De acordo com a reportagem, os anunciantes deverão gastar US$ 1,6 bilhão de patrocínio e três vezes essa quantia em marketing quando o assunto é Copa do Mundo. Porém, segundo fontes ouvidas pelo Ad Age, mesmo que os protestos atrapalhem os negócios em junho de 2014, período em que a Copa do Mundo irá acontecer, ainda será possível modificar as ações, como fez a Coca-Cola com algumas de suas ativações para a Copa das Confederações no período de protestos.
Segundo Herbert Hainer, CEO da Adidas Group, um dos seis patrocinadores globais da Copa do Mundo, a empresa já sabe que as pessoas irão utilizar o evento para levantar as questões sobre os problemas sociais do país, mas espera que até 2014 os problemas já tenham sido resolvidos.
Arnab Roy, diretor global de marketing para futebol da Coca-Cola, que esteve no Brasil durante a Copa das Confederações, disse ao Ad Age que a empresa não reduziu viagens dos executivos ao país durante o evento, embora os funcionários tenham sido aconselhados a tomar cuidado.
O Ad Age ressalta também que as marcas foram “usadas” pelos manifestantes.

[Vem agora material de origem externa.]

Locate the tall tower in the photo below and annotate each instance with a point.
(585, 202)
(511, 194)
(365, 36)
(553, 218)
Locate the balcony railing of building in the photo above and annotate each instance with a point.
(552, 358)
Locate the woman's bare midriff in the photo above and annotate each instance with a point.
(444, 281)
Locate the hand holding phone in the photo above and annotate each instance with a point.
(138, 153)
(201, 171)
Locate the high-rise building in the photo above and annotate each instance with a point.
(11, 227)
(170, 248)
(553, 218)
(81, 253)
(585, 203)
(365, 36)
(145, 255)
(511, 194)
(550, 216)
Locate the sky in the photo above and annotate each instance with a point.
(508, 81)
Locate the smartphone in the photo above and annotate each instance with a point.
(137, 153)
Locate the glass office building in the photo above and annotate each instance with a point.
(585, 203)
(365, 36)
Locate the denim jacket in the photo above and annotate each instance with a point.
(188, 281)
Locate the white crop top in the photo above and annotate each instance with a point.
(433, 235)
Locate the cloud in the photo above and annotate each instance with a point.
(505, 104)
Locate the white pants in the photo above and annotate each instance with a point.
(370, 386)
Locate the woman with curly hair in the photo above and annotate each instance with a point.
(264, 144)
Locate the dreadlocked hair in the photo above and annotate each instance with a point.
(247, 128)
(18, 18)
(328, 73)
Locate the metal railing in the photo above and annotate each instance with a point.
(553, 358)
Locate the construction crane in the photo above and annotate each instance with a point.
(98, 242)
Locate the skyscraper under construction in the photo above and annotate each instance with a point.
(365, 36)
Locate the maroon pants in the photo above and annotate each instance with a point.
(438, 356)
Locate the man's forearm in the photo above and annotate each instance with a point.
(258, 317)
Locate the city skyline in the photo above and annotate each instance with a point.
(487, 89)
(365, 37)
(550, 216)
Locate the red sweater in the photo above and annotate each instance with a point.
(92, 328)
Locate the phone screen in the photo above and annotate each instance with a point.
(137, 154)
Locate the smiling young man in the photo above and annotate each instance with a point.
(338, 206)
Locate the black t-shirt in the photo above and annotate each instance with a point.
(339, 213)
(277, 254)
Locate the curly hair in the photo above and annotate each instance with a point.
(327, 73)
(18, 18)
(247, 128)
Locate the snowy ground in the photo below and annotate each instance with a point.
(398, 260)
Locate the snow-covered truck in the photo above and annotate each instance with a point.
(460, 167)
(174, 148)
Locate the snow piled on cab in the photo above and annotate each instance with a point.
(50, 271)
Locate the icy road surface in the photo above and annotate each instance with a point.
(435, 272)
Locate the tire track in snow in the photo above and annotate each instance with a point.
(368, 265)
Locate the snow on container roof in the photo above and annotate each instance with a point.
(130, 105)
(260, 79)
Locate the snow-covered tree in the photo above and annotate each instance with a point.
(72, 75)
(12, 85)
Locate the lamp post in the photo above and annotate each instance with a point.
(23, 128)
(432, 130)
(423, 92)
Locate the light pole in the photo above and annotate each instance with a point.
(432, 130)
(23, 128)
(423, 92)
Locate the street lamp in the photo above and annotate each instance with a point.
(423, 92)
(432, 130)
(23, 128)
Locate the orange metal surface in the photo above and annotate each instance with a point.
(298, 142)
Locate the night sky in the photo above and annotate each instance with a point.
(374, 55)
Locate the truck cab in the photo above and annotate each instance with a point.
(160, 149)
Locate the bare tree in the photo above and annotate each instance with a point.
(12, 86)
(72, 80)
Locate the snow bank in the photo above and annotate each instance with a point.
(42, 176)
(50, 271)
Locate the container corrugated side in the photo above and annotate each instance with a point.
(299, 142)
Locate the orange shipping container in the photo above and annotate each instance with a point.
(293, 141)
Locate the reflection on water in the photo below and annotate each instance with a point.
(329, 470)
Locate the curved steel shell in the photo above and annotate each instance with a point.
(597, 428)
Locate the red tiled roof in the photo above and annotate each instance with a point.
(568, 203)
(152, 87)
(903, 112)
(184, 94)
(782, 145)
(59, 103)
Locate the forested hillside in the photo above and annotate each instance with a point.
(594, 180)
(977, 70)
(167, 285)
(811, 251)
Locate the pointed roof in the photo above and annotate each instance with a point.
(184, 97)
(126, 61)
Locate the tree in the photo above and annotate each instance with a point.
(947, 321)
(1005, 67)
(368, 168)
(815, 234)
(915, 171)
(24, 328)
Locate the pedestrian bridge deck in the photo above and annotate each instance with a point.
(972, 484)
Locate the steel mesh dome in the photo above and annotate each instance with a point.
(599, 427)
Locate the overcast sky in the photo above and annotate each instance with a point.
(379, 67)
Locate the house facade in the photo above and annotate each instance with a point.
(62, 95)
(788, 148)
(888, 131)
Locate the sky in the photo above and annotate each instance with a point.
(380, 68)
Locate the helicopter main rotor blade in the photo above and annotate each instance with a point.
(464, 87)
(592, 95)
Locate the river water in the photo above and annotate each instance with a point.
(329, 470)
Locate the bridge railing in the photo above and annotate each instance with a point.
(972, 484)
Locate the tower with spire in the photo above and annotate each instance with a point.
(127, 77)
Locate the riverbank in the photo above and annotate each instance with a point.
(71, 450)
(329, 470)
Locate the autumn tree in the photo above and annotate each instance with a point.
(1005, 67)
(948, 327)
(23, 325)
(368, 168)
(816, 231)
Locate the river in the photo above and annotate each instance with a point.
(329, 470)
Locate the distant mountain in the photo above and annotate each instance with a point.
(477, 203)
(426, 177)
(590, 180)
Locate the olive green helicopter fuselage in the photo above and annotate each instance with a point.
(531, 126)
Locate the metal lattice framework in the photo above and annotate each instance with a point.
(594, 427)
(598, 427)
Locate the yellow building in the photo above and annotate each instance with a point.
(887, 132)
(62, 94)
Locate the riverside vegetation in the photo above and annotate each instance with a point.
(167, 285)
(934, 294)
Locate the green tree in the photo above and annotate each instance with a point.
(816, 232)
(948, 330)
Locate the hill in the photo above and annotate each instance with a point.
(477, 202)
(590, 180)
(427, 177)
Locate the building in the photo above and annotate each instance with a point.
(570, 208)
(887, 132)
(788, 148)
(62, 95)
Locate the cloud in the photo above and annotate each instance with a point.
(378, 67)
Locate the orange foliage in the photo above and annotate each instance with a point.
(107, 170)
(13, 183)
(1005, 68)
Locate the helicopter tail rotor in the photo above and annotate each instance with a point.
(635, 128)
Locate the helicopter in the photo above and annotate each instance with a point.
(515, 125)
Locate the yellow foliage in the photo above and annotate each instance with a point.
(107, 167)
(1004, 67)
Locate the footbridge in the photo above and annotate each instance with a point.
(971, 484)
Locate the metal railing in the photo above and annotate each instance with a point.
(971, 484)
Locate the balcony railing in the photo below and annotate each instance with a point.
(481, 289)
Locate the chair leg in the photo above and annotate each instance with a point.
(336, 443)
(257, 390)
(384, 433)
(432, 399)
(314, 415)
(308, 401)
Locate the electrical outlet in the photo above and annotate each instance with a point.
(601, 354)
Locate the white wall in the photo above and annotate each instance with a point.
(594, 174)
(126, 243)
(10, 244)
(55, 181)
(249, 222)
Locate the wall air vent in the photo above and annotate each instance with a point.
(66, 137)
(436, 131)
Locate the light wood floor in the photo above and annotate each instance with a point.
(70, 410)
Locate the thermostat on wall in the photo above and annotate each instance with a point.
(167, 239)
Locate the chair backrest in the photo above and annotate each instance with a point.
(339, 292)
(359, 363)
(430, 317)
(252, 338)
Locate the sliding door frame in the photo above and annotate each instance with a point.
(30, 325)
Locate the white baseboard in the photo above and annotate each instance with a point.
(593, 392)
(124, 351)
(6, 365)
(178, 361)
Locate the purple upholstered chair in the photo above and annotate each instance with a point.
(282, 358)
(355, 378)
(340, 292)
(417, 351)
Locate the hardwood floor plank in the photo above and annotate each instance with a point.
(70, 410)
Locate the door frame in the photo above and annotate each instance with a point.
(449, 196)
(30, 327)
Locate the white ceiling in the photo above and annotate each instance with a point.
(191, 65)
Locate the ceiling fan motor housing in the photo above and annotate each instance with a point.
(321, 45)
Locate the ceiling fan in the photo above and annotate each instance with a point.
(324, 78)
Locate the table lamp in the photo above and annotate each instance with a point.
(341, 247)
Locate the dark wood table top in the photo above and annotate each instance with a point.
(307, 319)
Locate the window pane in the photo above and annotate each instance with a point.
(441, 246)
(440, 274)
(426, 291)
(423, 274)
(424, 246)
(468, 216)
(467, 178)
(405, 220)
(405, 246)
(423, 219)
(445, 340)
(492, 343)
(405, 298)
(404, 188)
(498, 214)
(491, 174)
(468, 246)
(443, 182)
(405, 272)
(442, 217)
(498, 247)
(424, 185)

As pessoas utilizaram a frase “Vem Pra Rua” (Fiat) e também o slogan “O Gigante Acordou” (Johnnie Walker). Entretanto, a revista analisa que os reflexos não foram totalmente positivos para as marcas, como no caso do Outdoor da Coca-Cola queimado por manifestantes, o que segundo um porta-voz da empresa, foi um caso isolado.
A reportagem do Ad Age ainda diz que as eleições presidenciais em outubro aumentam a possibilidade de novos protestos.
Com informações, Adnews.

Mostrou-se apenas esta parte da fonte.